On se dit que la vue d’ensemble sur la production dont vous disposez à travers les acquisitions a un rôle à jouer sur vos instruments de soutien. Est-ce le cas ?
Selon moi, il s’agit d’une seule et même nécessité, mais avec des outils différenciés. Quand on soutient un artiste dans le cadre d’une aide à la production ou à l’édition, on participe à la valorisation de son travail qui, tôt ou tard, peut faire l’objet d’un projet d’acquisition. Mon approche ne consiste pas à segmenter, à scinder. Au contraire, ces différents actes ont, pour moi, une même finalité : celle du soutien à une scène artistique très diverse, puisque nous intervenons également dans le champ du design, du design graphique, de la photographie, de la photographie documentaire, de la vidéo et du cinéma.
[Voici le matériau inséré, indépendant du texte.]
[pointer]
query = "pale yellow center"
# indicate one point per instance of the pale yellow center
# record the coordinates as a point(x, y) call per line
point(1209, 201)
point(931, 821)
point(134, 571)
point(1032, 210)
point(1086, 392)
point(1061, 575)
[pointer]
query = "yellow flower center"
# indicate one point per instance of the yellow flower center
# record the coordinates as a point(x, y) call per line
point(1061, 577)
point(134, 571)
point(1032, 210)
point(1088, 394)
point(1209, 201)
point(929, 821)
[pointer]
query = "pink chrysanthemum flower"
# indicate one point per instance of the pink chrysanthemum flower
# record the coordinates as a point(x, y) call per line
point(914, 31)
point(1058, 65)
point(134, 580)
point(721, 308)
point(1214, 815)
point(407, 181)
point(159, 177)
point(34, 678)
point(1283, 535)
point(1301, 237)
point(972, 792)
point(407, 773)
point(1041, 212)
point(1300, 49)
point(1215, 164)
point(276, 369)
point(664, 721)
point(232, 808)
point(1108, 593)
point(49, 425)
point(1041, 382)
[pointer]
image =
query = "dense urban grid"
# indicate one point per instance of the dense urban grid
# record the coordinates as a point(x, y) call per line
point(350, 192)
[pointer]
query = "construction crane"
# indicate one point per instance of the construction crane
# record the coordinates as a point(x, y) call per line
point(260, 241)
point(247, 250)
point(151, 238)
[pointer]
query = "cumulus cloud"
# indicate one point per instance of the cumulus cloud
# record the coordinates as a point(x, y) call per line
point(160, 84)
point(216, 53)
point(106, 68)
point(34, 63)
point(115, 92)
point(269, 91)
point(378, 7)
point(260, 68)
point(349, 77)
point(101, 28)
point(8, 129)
Deux dispositifs récents connaissent des retombées très positives : le soutien accordé aux galeries lorsqu’elles participent à une foire à l’étranger et l’avance remboursable pour la production d’une œuvre.
Le fait d’accompagner une galerie sous réserve qu’elle présente sur son stand 50% d’artistes français relève de l’évidence, cela participe de la lisibilité de la scène française à l’international et, si j’en juge par leurs sollicitations, les galeries sont particulièrement attentives à ce dispositif. L’avance remboursable, quant à elle, part du constat qu’une galerie peut, à un moment donné, se trouver en face d’une production un peu particulière, et avoir besoin d’un soutien financier. Nous jouons alors en quelque sorte le généreux banquier à taux zéro qui, durant deux ans, va aider le galeriste à amortir l’effet économique de cette production. C’est un dispositif récent qui a encore besoin d’être porté par le comité des galeries d’art, mais qui répond à de véritables attentes. À titre d’exemple, un travail de Mathieu Abonnenc, présenté par la suite à la biennale de Venise, a fait l’objet d’une telle avance remboursable. Autant dire que ce sont des effets de lisibilité et de visibilité qui s’additionnent et ne peuvent que satisfaire l’ensemble des parties.
Le grand intérêt de la mise en ligne de notre collection est de prendre la mesure de sa richesse et de sa variété. L’outil numérique est un facilitateur
Dans le domaine de l’image, le soutien aux maisons de production dans le cadre de l’aide « image/mouvement » est lui aussi souvent décisif...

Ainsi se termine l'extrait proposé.